Around the world, countries were struggling with transportation and logistical issues, facility shutdowns, the inability to find skilled and willing labor (due to pandemic), banned exports, partial closure of international ports, which have led to shortages of essential feed ingredients. Furthermore, many industries resorted to panic-buying and stocking of animal feed/ raw materials/ feed additives in the anticipation of potential shortages. This led to an increase of global feed sales and high raw material and feed additive costs.

Could these ‘panic-actions’ lead a feed industry to a lower quality ingredients selection or frequently change of feed formulations? Could these rapid changes affect the quality of final products or even, in a worst-case scenario, lead to crises? And how ready are we for the unexpected?

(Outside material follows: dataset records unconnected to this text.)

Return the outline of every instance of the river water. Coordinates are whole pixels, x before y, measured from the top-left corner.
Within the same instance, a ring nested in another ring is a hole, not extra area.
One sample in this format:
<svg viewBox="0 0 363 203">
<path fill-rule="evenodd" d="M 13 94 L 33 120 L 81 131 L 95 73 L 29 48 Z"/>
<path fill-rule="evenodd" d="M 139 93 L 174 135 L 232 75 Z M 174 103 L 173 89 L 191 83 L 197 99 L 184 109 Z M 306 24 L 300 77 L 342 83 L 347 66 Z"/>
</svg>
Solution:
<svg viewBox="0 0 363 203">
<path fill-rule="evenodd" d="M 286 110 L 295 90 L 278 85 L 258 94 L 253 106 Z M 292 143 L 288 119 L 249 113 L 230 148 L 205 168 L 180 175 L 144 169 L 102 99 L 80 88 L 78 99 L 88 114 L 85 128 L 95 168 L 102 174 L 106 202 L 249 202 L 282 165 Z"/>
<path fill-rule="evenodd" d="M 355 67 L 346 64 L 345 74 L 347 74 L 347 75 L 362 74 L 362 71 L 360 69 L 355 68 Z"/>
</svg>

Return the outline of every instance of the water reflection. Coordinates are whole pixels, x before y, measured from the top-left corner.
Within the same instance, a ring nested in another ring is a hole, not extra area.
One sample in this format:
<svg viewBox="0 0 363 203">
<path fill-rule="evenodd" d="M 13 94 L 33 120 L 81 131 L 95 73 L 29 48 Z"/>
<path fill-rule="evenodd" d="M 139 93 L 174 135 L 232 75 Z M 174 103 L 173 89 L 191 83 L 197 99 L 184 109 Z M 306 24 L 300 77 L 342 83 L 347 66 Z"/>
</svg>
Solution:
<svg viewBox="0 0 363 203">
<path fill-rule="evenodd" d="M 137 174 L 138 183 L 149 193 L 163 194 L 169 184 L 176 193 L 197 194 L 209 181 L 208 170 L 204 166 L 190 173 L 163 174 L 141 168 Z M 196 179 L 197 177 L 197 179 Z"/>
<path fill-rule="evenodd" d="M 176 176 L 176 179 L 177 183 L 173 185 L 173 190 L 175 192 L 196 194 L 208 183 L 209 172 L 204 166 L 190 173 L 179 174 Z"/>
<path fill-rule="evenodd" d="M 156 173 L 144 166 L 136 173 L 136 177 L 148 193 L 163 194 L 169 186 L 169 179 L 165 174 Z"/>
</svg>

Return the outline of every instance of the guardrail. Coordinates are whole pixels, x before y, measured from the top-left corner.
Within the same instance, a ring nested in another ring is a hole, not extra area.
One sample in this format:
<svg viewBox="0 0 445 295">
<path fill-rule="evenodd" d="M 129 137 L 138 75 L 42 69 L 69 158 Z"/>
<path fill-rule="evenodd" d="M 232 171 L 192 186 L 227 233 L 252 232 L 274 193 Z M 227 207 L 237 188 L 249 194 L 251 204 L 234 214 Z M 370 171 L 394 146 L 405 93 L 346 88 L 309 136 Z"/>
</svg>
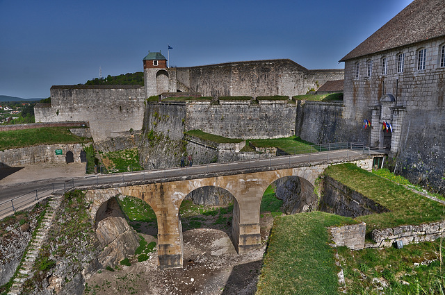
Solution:
<svg viewBox="0 0 445 295">
<path fill-rule="evenodd" d="M 333 151 L 339 151 L 339 150 L 351 150 L 355 152 L 361 152 L 362 154 L 371 155 L 371 149 L 368 146 L 366 146 L 364 144 L 359 144 L 359 143 L 346 142 L 328 143 L 328 144 L 313 144 L 309 146 L 306 145 L 304 147 L 301 147 L 301 148 L 296 147 L 293 149 L 293 151 L 291 151 L 291 150 L 290 151 L 291 153 L 289 153 L 289 150 L 284 151 L 282 155 L 280 155 L 280 156 L 273 157 L 273 158 L 283 159 L 283 158 L 286 158 L 286 157 L 289 157 L 289 165 L 291 165 L 291 155 L 307 154 L 308 155 L 307 162 L 310 164 L 312 162 L 310 155 L 312 153 L 327 152 L 327 153 L 326 153 L 325 160 L 330 160 L 329 152 Z M 348 155 L 347 155 L 346 157 L 349 158 Z M 263 157 L 263 158 L 253 159 L 253 160 L 238 161 L 238 163 L 241 162 L 241 163 L 245 164 L 246 167 L 245 168 L 251 169 L 254 167 L 254 161 L 257 161 L 258 160 L 261 160 L 261 159 L 262 160 L 266 159 L 267 160 L 267 159 L 268 158 L 269 166 L 272 167 L 272 158 L 273 158 L 272 154 L 269 154 L 268 155 L 267 155 L 266 158 Z M 312 157 L 312 161 L 314 160 L 314 158 L 316 157 Z M 232 169 L 235 169 L 235 167 L 237 162 L 232 162 L 232 164 L 231 164 L 230 162 L 220 162 L 218 164 L 228 164 L 228 169 L 229 171 L 232 171 Z M 211 165 L 211 164 L 210 165 Z M 231 169 L 231 165 L 232 165 L 232 169 Z M 210 170 L 209 165 L 207 164 L 207 173 L 209 173 Z M 183 173 L 185 173 L 186 174 L 187 174 L 188 169 L 190 169 L 190 168 L 191 167 L 186 167 L 185 169 L 184 169 Z M 122 177 L 122 182 L 124 183 L 125 181 L 125 179 L 126 179 L 125 173 L 127 173 L 127 174 L 134 173 L 137 171 L 140 171 L 140 169 L 138 167 L 138 169 L 136 170 L 132 170 L 132 169 L 130 170 L 129 169 L 124 170 L 123 171 L 124 173 L 122 173 L 122 175 L 120 176 L 120 178 Z M 146 179 L 145 171 L 143 170 L 143 172 L 141 173 L 141 174 L 142 174 L 143 180 L 145 181 Z M 97 172 L 97 173 L 102 172 L 104 174 L 110 173 L 109 171 L 106 171 L 105 170 L 101 169 L 100 167 L 98 167 L 97 171 L 93 171 L 93 172 Z M 121 172 L 121 171 L 118 171 L 118 172 Z M 118 172 L 115 172 L 115 173 L 118 173 Z M 163 169 L 162 172 L 160 172 L 160 173 L 163 173 L 164 178 L 166 177 L 165 176 L 166 169 Z M 129 179 L 129 176 L 127 175 L 127 180 Z M 99 185 L 99 181 L 98 174 L 95 174 L 95 178 L 96 184 Z M 12 212 L 15 212 L 16 211 L 20 209 L 24 209 L 29 206 L 30 205 L 34 203 L 35 202 L 38 201 L 42 198 L 49 196 L 49 195 L 51 195 L 51 194 L 55 192 L 56 191 L 63 190 L 63 193 L 65 193 L 67 190 L 74 187 L 75 187 L 74 180 L 74 178 L 72 178 L 70 180 L 67 180 L 64 183 L 52 183 L 48 185 L 45 185 L 42 187 L 29 192 L 26 194 L 24 194 L 15 199 L 13 199 L 10 201 L 7 201 L 6 202 L 1 203 L 0 203 L 0 218 L 3 218 L 4 217 L 7 216 L 8 214 Z"/>
<path fill-rule="evenodd" d="M 7 216 L 12 212 L 24 209 L 42 199 L 50 196 L 51 194 L 56 191 L 63 190 L 65 194 L 67 191 L 74 187 L 74 179 L 72 178 L 63 183 L 51 183 L 34 189 L 22 196 L 0 203 L 0 217 Z"/>
</svg>

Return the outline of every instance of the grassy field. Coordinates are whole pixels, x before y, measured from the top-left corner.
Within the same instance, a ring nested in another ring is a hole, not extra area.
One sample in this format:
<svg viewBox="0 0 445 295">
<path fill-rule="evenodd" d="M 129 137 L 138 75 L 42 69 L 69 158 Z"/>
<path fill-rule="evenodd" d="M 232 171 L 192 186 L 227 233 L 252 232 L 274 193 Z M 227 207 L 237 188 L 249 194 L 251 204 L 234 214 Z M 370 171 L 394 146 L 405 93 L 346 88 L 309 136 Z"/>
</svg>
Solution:
<svg viewBox="0 0 445 295">
<path fill-rule="evenodd" d="M 325 173 L 383 205 L 390 212 L 357 217 L 366 223 L 366 232 L 404 224 L 421 224 L 442 219 L 445 205 L 416 194 L 354 164 L 329 167 Z"/>
<path fill-rule="evenodd" d="M 91 142 L 70 132 L 67 127 L 43 127 L 0 132 L 0 150 L 37 144 L 74 144 Z"/>
<path fill-rule="evenodd" d="M 440 240 L 405 245 L 401 249 L 338 248 L 348 294 L 443 294 Z M 383 294 L 383 293 L 382 293 Z"/>
<path fill-rule="evenodd" d="M 246 146 L 248 145 L 248 142 L 259 148 L 276 147 L 291 155 L 318 151 L 312 146 L 312 144 L 296 136 L 268 140 L 249 140 L 246 142 Z"/>
<path fill-rule="evenodd" d="M 339 270 L 326 227 L 355 223 L 321 212 L 275 218 L 257 294 L 338 294 Z"/>
<path fill-rule="evenodd" d="M 223 136 L 215 135 L 214 134 L 207 133 L 200 130 L 191 130 L 187 131 L 186 134 L 195 136 L 198 138 L 201 138 L 204 140 L 210 140 L 211 142 L 216 142 L 218 144 L 237 144 L 241 142 L 243 140 L 240 138 L 228 138 Z"/>
<path fill-rule="evenodd" d="M 330 94 L 304 94 L 293 96 L 296 101 L 343 101 L 343 93 L 332 93 Z"/>
<path fill-rule="evenodd" d="M 136 148 L 104 153 L 102 158 L 105 168 L 111 173 L 144 169 L 139 164 L 139 154 Z"/>
</svg>

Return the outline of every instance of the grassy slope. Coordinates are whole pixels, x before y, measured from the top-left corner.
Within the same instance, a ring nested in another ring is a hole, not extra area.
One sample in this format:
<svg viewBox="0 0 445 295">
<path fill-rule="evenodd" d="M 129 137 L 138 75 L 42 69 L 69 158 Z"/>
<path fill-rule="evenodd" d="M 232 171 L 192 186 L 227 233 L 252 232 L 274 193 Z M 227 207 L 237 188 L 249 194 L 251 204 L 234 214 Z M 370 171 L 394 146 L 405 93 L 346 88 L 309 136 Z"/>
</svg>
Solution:
<svg viewBox="0 0 445 295">
<path fill-rule="evenodd" d="M 310 145 L 312 144 L 305 142 L 300 137 L 296 136 L 268 140 L 250 140 L 249 142 L 257 147 L 273 146 L 290 154 L 314 153 L 317 151 L 317 150 Z"/>
<path fill-rule="evenodd" d="M 90 140 L 72 134 L 67 127 L 44 127 L 0 132 L 0 150 L 36 144 L 89 142 Z"/>
<path fill-rule="evenodd" d="M 338 270 L 326 227 L 354 223 L 322 212 L 277 217 L 257 294 L 337 294 Z"/>
<path fill-rule="evenodd" d="M 354 164 L 333 165 L 325 170 L 330 177 L 388 208 L 391 212 L 362 216 L 366 232 L 404 224 L 442 220 L 445 206 L 403 186 L 357 167 Z"/>
</svg>

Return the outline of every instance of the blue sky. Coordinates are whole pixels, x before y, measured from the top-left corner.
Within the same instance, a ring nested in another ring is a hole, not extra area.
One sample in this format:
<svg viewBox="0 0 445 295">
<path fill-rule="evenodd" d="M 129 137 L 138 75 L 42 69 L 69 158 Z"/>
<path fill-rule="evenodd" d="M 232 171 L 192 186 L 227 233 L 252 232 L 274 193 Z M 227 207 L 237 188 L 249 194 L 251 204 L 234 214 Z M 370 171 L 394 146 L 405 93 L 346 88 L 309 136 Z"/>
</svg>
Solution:
<svg viewBox="0 0 445 295">
<path fill-rule="evenodd" d="M 338 63 L 412 0 L 0 0 L 0 94 L 46 98 L 53 85 L 170 66 L 290 58 Z"/>
</svg>

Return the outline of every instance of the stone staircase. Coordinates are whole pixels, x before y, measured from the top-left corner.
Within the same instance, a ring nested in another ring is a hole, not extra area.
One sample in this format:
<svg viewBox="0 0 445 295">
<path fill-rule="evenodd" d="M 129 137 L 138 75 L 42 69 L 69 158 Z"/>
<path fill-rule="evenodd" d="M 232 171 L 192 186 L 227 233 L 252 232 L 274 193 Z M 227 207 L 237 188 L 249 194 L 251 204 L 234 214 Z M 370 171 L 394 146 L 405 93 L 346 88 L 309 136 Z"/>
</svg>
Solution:
<svg viewBox="0 0 445 295">
<path fill-rule="evenodd" d="M 34 265 L 40 248 L 47 239 L 48 232 L 52 225 L 57 209 L 62 203 L 63 196 L 63 194 L 54 195 L 48 202 L 47 212 L 39 225 L 35 236 L 28 245 L 27 253 L 24 260 L 19 266 L 19 273 L 14 279 L 8 295 L 20 294 L 24 283 L 33 277 L 33 265 Z"/>
</svg>

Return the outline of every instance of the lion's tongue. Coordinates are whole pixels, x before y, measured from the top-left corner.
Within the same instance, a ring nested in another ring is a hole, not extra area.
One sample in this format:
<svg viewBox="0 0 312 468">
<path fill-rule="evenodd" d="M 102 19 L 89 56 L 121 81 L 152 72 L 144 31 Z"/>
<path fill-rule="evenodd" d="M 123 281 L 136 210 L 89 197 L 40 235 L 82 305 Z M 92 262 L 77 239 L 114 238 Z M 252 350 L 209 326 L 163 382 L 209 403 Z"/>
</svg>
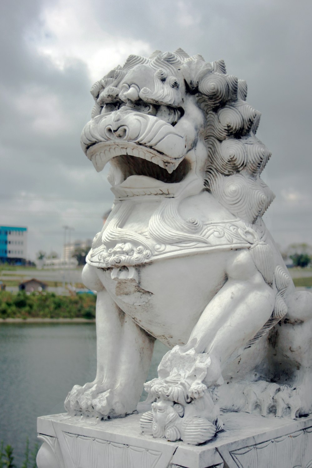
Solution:
<svg viewBox="0 0 312 468">
<path fill-rule="evenodd" d="M 163 184 L 163 182 L 146 176 L 130 176 L 119 186 L 124 189 L 146 189 L 159 187 Z"/>
</svg>

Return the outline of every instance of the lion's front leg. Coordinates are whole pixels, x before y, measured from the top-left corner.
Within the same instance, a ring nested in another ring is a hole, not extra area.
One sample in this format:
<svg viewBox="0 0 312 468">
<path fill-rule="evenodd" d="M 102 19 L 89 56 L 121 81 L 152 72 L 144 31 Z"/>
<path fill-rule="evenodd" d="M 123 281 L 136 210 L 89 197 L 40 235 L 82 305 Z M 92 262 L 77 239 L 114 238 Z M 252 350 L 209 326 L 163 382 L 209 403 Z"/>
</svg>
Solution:
<svg viewBox="0 0 312 468">
<path fill-rule="evenodd" d="M 75 385 L 65 408 L 73 415 L 124 416 L 136 409 L 154 338 L 127 316 L 103 288 L 97 294 L 96 322 L 96 376 L 82 387 Z"/>
</svg>

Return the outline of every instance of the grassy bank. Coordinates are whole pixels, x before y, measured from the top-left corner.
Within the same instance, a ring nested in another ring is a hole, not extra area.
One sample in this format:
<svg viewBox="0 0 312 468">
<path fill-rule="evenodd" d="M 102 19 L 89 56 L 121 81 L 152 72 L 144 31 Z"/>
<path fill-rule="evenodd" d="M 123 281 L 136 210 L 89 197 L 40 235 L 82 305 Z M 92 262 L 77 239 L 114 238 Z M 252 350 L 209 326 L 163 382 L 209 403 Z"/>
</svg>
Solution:
<svg viewBox="0 0 312 468">
<path fill-rule="evenodd" d="M 57 296 L 54 292 L 17 294 L 0 292 L 0 318 L 82 318 L 95 316 L 96 296 L 81 294 Z"/>
<path fill-rule="evenodd" d="M 295 286 L 306 288 L 312 287 L 312 276 L 304 278 L 293 278 L 292 280 Z"/>
</svg>

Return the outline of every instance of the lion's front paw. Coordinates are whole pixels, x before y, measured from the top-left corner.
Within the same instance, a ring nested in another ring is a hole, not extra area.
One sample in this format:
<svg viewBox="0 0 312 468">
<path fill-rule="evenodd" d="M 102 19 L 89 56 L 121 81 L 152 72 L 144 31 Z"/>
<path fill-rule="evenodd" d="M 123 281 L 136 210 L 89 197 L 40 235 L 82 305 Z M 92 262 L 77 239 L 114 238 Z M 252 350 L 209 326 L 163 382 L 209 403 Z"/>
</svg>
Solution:
<svg viewBox="0 0 312 468">
<path fill-rule="evenodd" d="M 82 387 L 75 385 L 65 400 L 65 409 L 70 414 L 90 416 L 92 412 L 93 400 L 106 389 L 104 386 L 94 382 L 88 382 Z"/>
<path fill-rule="evenodd" d="M 73 416 L 95 416 L 102 419 L 125 416 L 135 410 L 126 392 L 108 389 L 104 384 L 75 385 L 65 401 L 65 409 Z"/>
</svg>

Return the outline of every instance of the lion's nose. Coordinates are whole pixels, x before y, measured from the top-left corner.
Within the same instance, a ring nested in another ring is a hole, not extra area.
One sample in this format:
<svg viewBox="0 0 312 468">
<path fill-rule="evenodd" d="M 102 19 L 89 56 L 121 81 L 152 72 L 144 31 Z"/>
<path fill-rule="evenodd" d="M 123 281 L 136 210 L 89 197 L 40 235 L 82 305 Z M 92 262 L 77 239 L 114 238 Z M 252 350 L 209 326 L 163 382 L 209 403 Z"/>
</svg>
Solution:
<svg viewBox="0 0 312 468">
<path fill-rule="evenodd" d="M 118 138 L 118 139 L 122 140 L 126 138 L 127 128 L 124 126 L 122 125 L 118 128 L 113 129 L 110 125 L 109 125 L 106 128 L 105 132 L 106 135 L 111 139 Z"/>
</svg>

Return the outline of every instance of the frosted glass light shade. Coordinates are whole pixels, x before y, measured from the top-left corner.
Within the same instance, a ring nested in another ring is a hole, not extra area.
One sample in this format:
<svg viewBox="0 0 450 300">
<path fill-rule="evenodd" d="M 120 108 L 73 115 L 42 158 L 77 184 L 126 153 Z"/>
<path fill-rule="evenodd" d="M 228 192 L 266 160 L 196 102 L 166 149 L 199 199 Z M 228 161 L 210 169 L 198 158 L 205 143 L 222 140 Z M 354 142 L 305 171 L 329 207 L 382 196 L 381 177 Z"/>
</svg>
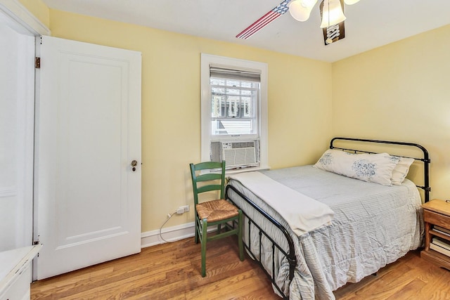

Prevention is better than cure

Before going any further, I should point out that unexpected difficulties either from the external or internal business environment might lead to sudden crisis situations even in a properly managed company. Therefore, the design and implementation of a preventive strategy is critical to effectively deal with such situations. This may include:

  • Hazard analysis

Known or reasonably foreseeable biological, chemical, physical and allergen hazards (food). A facility should also consider hazards that may be intentionally introduced for economic gain. Feed fraud and feed terror risks differ from feed quality and feed safety risks in that the action is intentional and the motivation is either economic gain or harm.

  • Preventive Controls

Controls applied to minimize or prevent health risk associated with identified hazards. These may include process controls, sanitation controls, personnel training etc.

  • Supply chain program

Ensure that hazards are controlled throughout the feed supply chain. Manufacturers should verify controls applied by a supplier and establish controls for hazards not addressed by a supplier. This may also include auditing, certificates, external lab analysis etc.

  • Recall Plan

Establish procedures to notify appropriate parties of a recall, conduct effectiveness checks to verify the implementation of a recall, including traceability procedure, and dispose of a recalled product.

  • Monitoring

Determine whether control measures are operating as intended, by procedures for monitoring and documenting the application of preventive controls.

  • Corrective actions

If a facility discovers that preventive controls are not properly implemented, it should enact procedures and document it.

  • Verification

Verify and validate the procedures of all components addressed, including validation of preventive controls as well as verification of monitoring procedures and corrective actions.

  • Record keeping

All records and documented information shall be kept in accordance with legal and customer requirements or, in many cases, based on a feed quality and safety standards.

Crises arise for a multitude of reasons and unfortunately, even for a full certified company with well-defined processes, feed safety seems to be a multifactorial process.  Having said this, the challenge then is to assess how ready we are to effectively deal with crises when they actually emerge.